Terakhir, komponen ketanagakerjaan. Meski perkebunan sawit memiliki klaim penyerapan jumlah tenagakerja yang besar, namun jenis pekerjaan, pencatatan tenaga kerja dan perlindungan sosial bagi mereka tidak tersedia dengan memadai. Karena itu, suara buruh perkebunan khususnya buruh harian lepas dan buruh perempuan tidak banyak mendapatkan tempat dalam industri ini. Situasi semacam ini penting untuk menjamin standar perburuhan kebun yang menghormati hak asasi manusia ditegakkan.
Transformasi Perkebunan
Jika komponen audit tersebut dilakukan dan dilakukan dengan benar dan terbuka maka peta akan tercapai akuntabilitas perkebunan sawit dengan standar yang tinggi dan menyeluruh. Selain itu, peta jalan perbaikan industry perkebunan sawit dapat dipahami oleh publik dan diawasi dengan benar dan menyeluruh.
Perbaikan tersebut setidaknya akan mengarahkan rencana besar pembangunan pertanian kita bahwa kepemilikan perkebunan, pertanian secara gradual berganti rupa menjadi badan usaha modern milik petani, desa dan masyarakat adat dalam wujud koperasi.

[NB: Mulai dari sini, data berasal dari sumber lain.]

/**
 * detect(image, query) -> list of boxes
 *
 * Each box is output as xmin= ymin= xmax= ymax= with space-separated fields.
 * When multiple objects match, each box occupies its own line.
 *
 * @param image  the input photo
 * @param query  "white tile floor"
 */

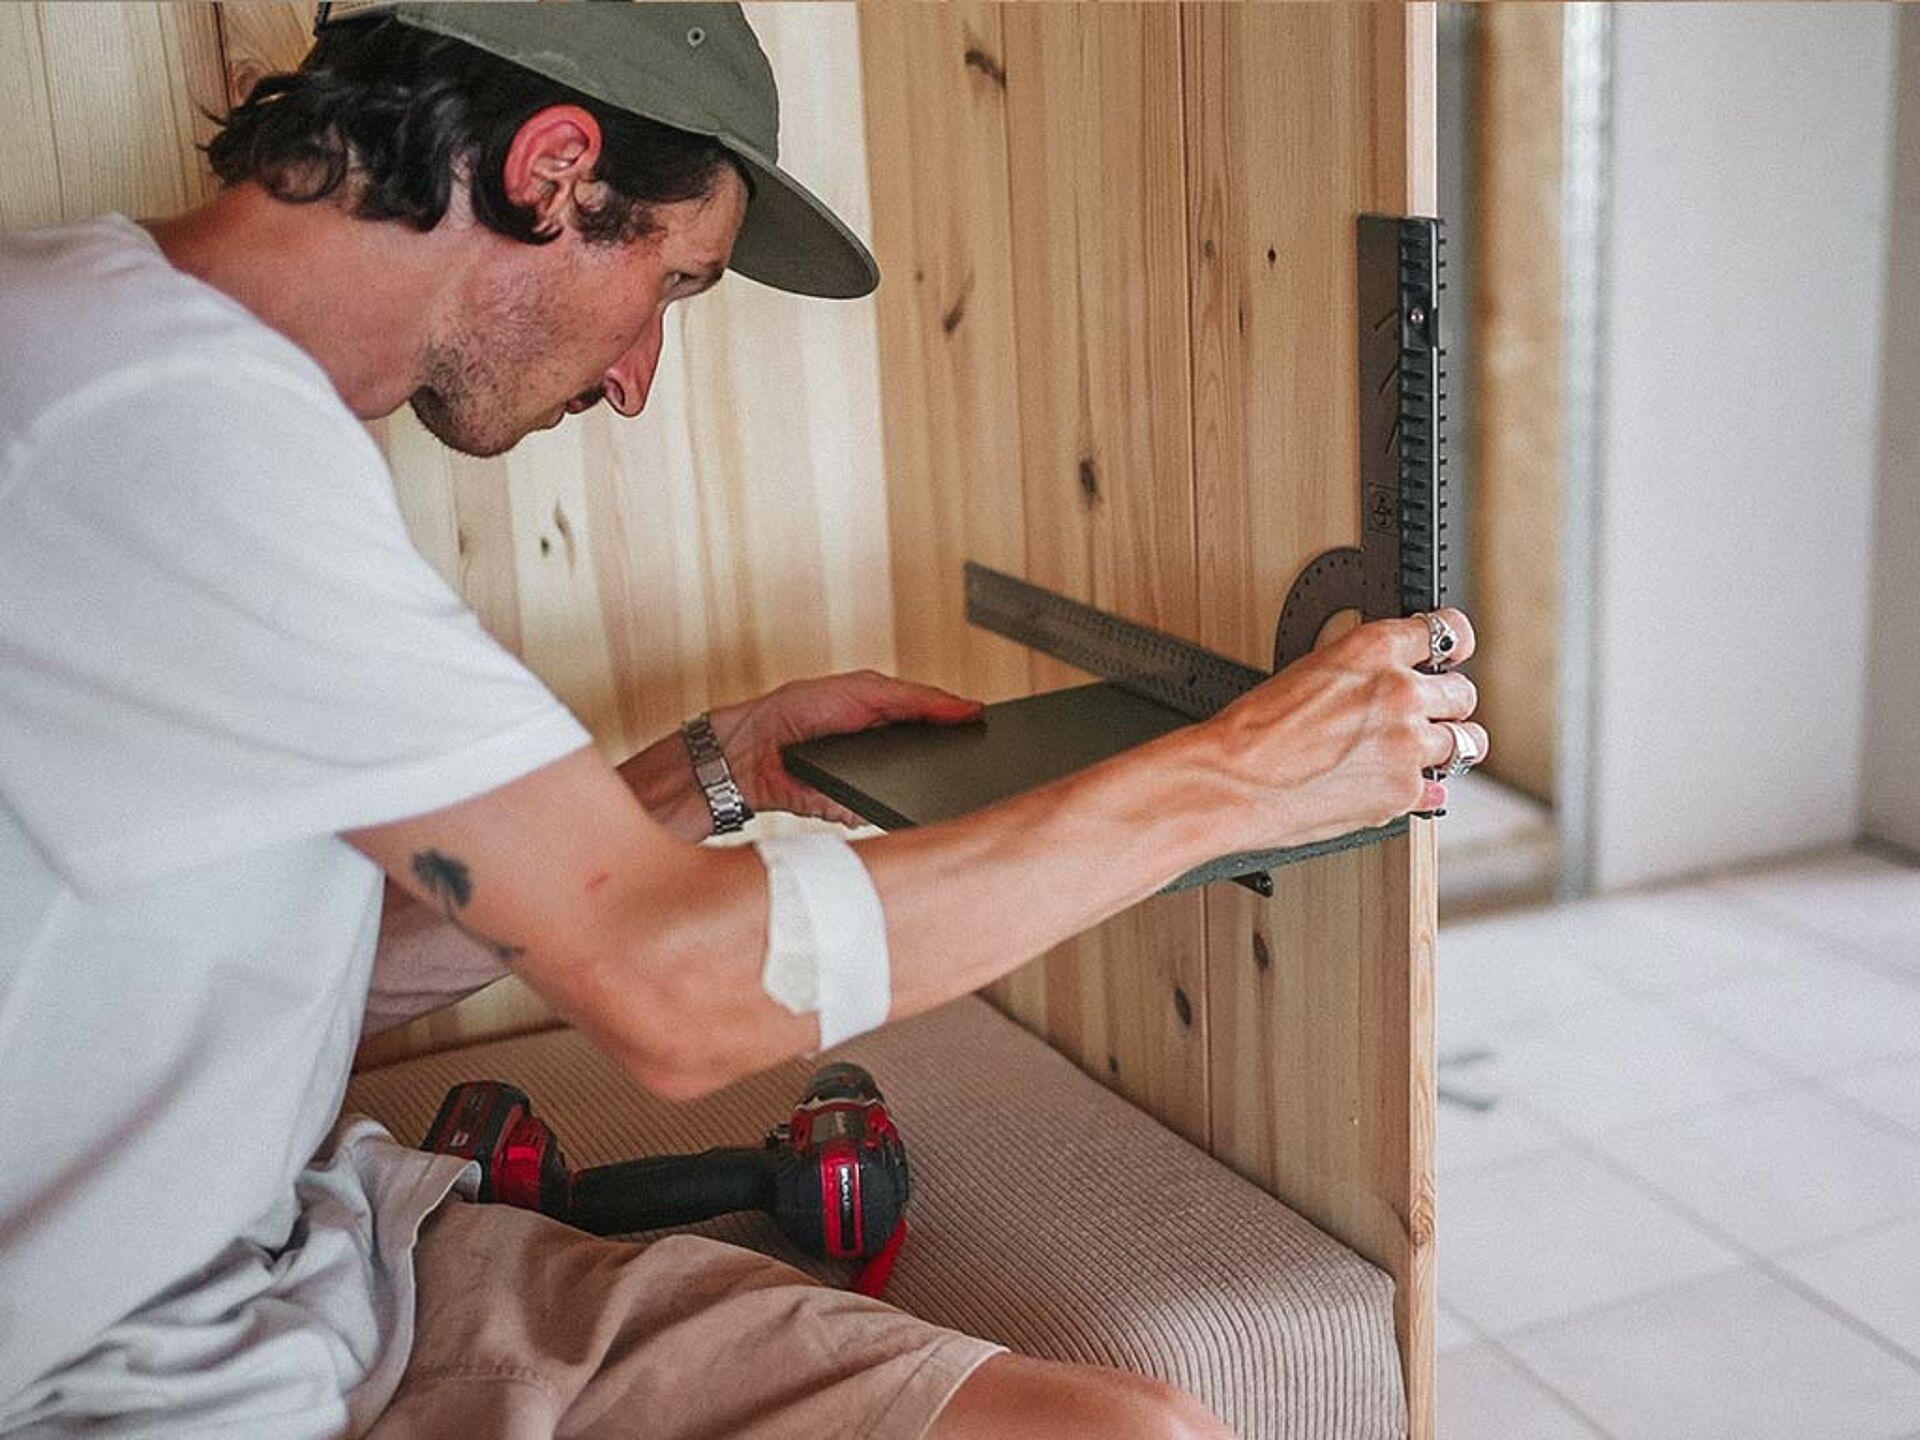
xmin=1438 ymin=845 xmax=1920 ymax=1440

Dari titik inilah, kita sebaiknya memberikan peluang besar tentang Hak Guna Usaha industri perkebunan. Sebab, telah lama dilupakan bahwa di dalam UUPA No.5/1960 pada Pasal 12 dan 13, menguraikan, pemberian hak atas tanah bagi lapangan usaha seperti HGU memprioritaskan kepada lapangan usaha bersama, gotong royong, untuk mencegah monopoli tanah dan penghisapan manusia atas manusia.